All of us were in that sweet spot now that we’d established the rhythm. Willie built his tiers: dresser, piano, nightstands, end tables, dining room chairs, chowder. Next tier: washer, dryer, overstuffed furniture, chowder. Next tier: tool bench, cartons, chowder. We worked nine hours after lunch nonstop. By 9 p.m. the pile of chowder in the driveway was gone, and there was room for one more tier. Jeff brought out a row of six fireproof file cabinets. At 9:45 Willie closed the trailer doors; we were full. I was fried to a crisp and sat on the grass to light up a smoke. Jeff was on a ladder attaching straps to the slots on the outside of the trailer. Willie looked at me like I’d gone crazy and told me to get the rest of the file cabinets from the office.

“What for?” I asked. “There’s no more room.”

“Get them.”

Willie pulled out the tailgate, a steel platform hidden under the rear bumper, while I went inside and wheeled out the six file cabinets. He set them up on the tailgate and stacked a lawn mower, a picnic table, and the ladder on top. Another 1,500 pounds. Jeff covered the load with a tarp and strapped it all in using the side clips. It was 10:15.
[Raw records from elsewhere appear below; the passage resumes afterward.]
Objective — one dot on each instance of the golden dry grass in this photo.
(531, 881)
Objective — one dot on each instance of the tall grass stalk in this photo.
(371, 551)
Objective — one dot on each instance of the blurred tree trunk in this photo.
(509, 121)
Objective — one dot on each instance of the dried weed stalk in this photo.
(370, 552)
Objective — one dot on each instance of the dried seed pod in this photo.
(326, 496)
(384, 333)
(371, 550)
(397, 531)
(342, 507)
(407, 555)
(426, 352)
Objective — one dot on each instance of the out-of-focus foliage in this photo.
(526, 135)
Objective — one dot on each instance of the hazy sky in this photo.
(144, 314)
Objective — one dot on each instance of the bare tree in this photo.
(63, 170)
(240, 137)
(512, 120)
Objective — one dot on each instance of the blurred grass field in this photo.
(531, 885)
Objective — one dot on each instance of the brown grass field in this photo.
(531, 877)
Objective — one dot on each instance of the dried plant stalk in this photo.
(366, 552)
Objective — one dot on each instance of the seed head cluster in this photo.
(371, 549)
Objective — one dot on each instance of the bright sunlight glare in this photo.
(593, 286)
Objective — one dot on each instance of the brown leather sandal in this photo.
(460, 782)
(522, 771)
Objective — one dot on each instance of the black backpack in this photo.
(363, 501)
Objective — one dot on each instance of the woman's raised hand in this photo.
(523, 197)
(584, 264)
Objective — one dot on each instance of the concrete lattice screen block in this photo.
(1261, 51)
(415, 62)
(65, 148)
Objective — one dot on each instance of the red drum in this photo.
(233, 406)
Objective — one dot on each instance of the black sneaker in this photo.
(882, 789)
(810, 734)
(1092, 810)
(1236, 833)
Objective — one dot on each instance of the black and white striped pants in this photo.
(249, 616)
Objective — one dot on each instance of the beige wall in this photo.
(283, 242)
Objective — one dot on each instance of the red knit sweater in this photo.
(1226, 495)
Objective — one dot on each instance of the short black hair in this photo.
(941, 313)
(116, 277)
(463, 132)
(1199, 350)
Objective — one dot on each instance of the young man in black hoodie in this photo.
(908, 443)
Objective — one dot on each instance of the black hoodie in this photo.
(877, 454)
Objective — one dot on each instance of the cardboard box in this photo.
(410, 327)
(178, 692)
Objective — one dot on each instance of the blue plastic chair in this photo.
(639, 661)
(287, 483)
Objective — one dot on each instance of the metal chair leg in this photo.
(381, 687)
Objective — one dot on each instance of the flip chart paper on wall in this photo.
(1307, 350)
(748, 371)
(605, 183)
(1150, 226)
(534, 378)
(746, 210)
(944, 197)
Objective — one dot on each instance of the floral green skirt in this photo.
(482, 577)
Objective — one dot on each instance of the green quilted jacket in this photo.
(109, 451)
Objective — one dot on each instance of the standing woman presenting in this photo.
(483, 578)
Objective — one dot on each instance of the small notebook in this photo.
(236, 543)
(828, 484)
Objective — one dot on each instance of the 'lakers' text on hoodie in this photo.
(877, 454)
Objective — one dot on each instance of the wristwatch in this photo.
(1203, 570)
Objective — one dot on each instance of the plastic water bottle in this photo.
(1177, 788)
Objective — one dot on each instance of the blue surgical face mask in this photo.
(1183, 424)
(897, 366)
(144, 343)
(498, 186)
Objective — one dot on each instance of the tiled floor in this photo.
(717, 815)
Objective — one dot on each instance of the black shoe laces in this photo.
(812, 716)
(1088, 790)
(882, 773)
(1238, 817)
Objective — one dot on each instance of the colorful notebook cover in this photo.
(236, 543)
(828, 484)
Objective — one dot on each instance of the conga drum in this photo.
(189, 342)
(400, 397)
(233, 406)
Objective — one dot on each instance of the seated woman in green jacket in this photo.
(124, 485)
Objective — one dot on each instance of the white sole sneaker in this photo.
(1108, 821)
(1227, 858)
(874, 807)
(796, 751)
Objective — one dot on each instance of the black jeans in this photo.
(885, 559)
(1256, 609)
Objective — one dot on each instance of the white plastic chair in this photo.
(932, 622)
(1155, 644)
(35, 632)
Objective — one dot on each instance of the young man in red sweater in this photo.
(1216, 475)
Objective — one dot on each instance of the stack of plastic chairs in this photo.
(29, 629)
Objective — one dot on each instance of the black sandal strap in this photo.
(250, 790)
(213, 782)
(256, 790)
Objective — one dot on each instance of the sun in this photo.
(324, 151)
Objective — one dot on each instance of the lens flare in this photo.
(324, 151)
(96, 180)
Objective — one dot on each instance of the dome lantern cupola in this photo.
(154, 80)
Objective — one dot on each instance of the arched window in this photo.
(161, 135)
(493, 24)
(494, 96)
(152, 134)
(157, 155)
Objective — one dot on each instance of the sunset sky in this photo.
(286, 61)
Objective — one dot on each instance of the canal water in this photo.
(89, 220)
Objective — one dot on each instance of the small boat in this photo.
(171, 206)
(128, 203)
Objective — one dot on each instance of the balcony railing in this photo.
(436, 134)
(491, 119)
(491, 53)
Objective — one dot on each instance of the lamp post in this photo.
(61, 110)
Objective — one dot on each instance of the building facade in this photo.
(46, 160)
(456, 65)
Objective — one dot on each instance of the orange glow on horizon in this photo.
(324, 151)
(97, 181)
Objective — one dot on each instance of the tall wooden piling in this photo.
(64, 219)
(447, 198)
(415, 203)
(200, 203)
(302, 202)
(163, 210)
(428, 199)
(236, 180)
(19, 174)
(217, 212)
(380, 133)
Mr. Tabb was unhappy about the overflow, but he was too exhausted to care very much. Willie had waited until the end to tell him for that very reason. I was exhausted too. I climbed into the cab and tried to arrange a place to sit. The seat area was taken up with Willie’s toolbox, moving pads, and a four-wheel dolly that wouldn’t fit in the trailer. I perched there for the twenty-minute ride back to Callahan’s. I found out later that the shipment weighed 25,750 pounds. Willie netted almost five grand on the Tabb move, bringing his eight-day net to a shade less than $8,000. Callahan Bros. made way more than that. I made $140 on a day when I would have normally made $56. Walking home after Willie dropped me off, I was in an endorphin-induced euphoria. Yes, I was completely exhausted, but I was exultant too. I had been a key member of a professional team with a fixed and difficult objective. Nobody had wasted a word or a motion through sixteen hours of totally focused execution. Give me more of that! I collapsed into bed happier than I’d been for as long as I could remember.

From then on I was Willie’s lumper whenever he came to Connecticut. I even got a road trip out of it when he had to do a quick turn to Virginia Beach. He was traveling at that point with Diana, a preppie chick with a perfect figure, fine features, and a bubbly personality. For an ugly guy, Willie had a way with women. I never did understand it and still don’t. Diana had been trained for voice. She had a playful “come to bed with me” singing voice like Joey Heatherton. I’ll always remember traveling Route 17 south toward Virginia Beach crossing the Chesapeake Bay Bridge-Tunnel for the first time, at sunset, with Diana sitting cross-legged in the sleeper singing sixteenth-century madrigals. Willie told me that Diana had suggested early on that every time they crossed a new state line they should pull over and screw and see how many states they could cover. Diana rode the road with Willie for almost a year before they called it off. By the time she left they had notched off forty-six states.